Каждое ее движение было отточено, словно отрепетировано. Сев на меня сверху, она согнула одну ногу, а другую отставила в сторону, так что та почти касалась пола. Как будто я мог вырваться, и ей пришлось бы бежать. Оля положила ладони мне на грудь, и медленно провела ими вниз, почти касаясь паха. Потом она проделала те же манипуляции, задев мои соски ногтями. Я со скрипом втянул воздух, и она замерла, испуганно посмотрев на меня.
— Я в порядке, — прохрипел я, сжав ладони в кулаки, — Продолжай.
Её взгляд смягчился, и она улыбнулась. Мимолётно, едва уловимо, но я заметил. Словно моё разрешение имело какой–либо грёбаный смысл. Я же, мать вашу, в наручниках.
Оля наклонилась, и замерла надо мной, а затем поцеловала меня в грудь. Я остро ощутил прикосновение её мягких губ на своей коже, так же остро я ощущал прикосновения её пальцев, кончиков её волос. Как будто крошечные иголки вонзались мне под кожу, но эти иголки были такими правильными, что хотелось кричать: ещё и ещё.

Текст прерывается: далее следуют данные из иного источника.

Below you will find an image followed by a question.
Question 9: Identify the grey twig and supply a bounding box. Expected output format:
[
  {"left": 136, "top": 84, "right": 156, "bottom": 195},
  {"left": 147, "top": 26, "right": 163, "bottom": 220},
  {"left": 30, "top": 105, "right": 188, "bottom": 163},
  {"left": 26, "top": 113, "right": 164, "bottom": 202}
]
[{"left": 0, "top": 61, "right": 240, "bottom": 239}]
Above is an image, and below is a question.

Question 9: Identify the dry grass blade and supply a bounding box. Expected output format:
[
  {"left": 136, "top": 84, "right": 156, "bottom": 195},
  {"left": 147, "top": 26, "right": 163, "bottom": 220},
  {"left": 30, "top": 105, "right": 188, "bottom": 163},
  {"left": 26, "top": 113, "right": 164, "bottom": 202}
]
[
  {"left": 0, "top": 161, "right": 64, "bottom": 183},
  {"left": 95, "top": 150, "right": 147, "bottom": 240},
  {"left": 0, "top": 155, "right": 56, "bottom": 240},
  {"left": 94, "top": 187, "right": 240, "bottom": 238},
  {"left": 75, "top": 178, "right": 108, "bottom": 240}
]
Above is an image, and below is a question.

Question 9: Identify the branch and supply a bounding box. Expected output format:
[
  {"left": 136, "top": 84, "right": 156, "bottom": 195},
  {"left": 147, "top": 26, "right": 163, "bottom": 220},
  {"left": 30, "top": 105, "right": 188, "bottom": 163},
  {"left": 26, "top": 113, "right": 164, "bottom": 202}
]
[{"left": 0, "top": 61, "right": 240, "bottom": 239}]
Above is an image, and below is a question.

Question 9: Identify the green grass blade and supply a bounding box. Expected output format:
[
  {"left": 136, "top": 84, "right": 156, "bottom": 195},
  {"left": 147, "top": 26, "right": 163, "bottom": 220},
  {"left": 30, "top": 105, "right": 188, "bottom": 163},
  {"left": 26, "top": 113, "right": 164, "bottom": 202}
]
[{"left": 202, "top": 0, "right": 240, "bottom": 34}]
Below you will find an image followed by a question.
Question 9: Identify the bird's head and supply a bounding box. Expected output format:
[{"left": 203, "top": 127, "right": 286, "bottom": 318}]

Ладони зажгло огнём от желания прикоснуться к ней, и я инстинктивно дёрнул руками. Металл снова звякнул, сталь впилась в мои запястья, но я не почувствовал боли — только зуд. Она продолжила целовать меня то в шею, то в грудь, заставляя напрягаться всем телом и сжимать зубы, чтобы не закричать.
Я не сразу понял, когда она мягко села на мой член. Точнее, я понял это сразу, но полное осознание произошедшего дошло до меня немного позже. Выпрямив спину, Оля зажмурилась и закусила губу, напряглась всем телом. На её лице отчётливо читалась боль, она сделала это, не увлажнив ни себя, ни меня. Я буквально ворвался в неё со скрипом, до упора, а затем она замерла.
Я старался не двигаться, чтобы не причинить ей больше боли, когда почувствовал короткое, едва уловимое движение её бёдер. По всей длине моего члена начало расползаться приятное, томящее, влажное тепло, из груди вырвался короткий стон, когда она задвигалась — сначала медленно, потом чуть быстрее, ища правильный ритм.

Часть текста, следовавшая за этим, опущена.